French president Emmanuel Macron during a press conference on July 9, 2021. (Stephane de Sakutin / AFP via Getty Images)
“The climate emergency is being marginalized by political games,” regretted Le Monde’s solemn front page this Thursday. Earlier this week, France’s two houses of parliament finally abandoned a monthslong tug-of-war over the text of a constitutional amendment, which, if approved by referendum, would have enshrined the state’s obligation to “guarantee the preservation of the environment and biological diversity.” The amendment ultimately failed to gain the approval of the conservative-dominated Senate — leading prime minister Jean Castex to formally withdraw the reform on July 6.

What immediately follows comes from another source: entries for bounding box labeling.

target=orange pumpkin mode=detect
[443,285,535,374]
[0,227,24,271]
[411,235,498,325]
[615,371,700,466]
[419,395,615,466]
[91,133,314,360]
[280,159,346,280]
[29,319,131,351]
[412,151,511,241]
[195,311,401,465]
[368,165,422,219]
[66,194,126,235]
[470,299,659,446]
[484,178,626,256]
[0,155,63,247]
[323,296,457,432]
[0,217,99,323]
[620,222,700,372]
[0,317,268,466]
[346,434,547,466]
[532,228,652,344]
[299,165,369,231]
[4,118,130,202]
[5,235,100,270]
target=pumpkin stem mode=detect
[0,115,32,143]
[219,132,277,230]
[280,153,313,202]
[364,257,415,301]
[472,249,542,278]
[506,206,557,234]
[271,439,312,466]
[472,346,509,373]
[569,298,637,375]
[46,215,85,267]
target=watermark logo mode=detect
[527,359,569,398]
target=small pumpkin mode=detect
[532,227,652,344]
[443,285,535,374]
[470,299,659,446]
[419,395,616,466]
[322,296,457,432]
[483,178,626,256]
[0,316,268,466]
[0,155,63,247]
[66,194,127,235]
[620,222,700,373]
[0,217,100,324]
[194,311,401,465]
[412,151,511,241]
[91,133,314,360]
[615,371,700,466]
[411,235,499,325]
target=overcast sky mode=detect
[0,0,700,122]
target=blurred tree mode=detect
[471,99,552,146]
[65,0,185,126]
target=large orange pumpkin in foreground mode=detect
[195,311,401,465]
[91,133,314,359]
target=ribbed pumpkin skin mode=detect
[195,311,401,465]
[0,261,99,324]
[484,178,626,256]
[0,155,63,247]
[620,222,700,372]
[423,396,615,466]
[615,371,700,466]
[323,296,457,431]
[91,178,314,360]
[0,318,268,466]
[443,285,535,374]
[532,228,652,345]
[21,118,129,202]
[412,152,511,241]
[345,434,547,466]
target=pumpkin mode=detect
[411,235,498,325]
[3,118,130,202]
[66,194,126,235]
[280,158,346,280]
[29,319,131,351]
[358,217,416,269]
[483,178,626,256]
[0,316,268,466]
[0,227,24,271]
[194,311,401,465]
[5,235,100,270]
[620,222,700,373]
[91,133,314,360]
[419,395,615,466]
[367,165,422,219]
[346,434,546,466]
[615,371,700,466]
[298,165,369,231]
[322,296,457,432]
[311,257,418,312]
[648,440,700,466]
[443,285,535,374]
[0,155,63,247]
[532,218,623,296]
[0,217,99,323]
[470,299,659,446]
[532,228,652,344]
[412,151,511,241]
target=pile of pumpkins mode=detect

The proposed amendment was one of the lingering demands of the Citizens’ Convention on Climate (CCC), an experiment in participatory democracy that assembled 150 randomly selected people to draft proposals for cutting France’s greenhouse emissions. Although those proposals were ultimately diluted by an omnibus “climate and resilience” law approved this spring, many of the CCC’s original ideas were refreshingly extensive and radical — confirming the staying power of the demands for climate justice brought to the forefront of French politics by the gilets jaunes revolt of 2018 and 2019. Less than a year before the presidential elections slated for next spring, the potential amendment was a final, albeit cosmetic, way for Emmanuel Macron to varnish his environmental record.
Fearing the economic and legal implications of an environmental “guarantee,” Bruno Retailleau, leader of the Senate’s conservative majority, lauded the amendment’s defeat as a “failure for the advocates of degrowth.” Stanislas Guerini, a member of the National Assembly and executive officer of Macron’s La République En Marche! party, likewise quoted by Le Monde, pontificated that the “Right is looking away from the climate emergency and misses, once again, a rendezvous with history.”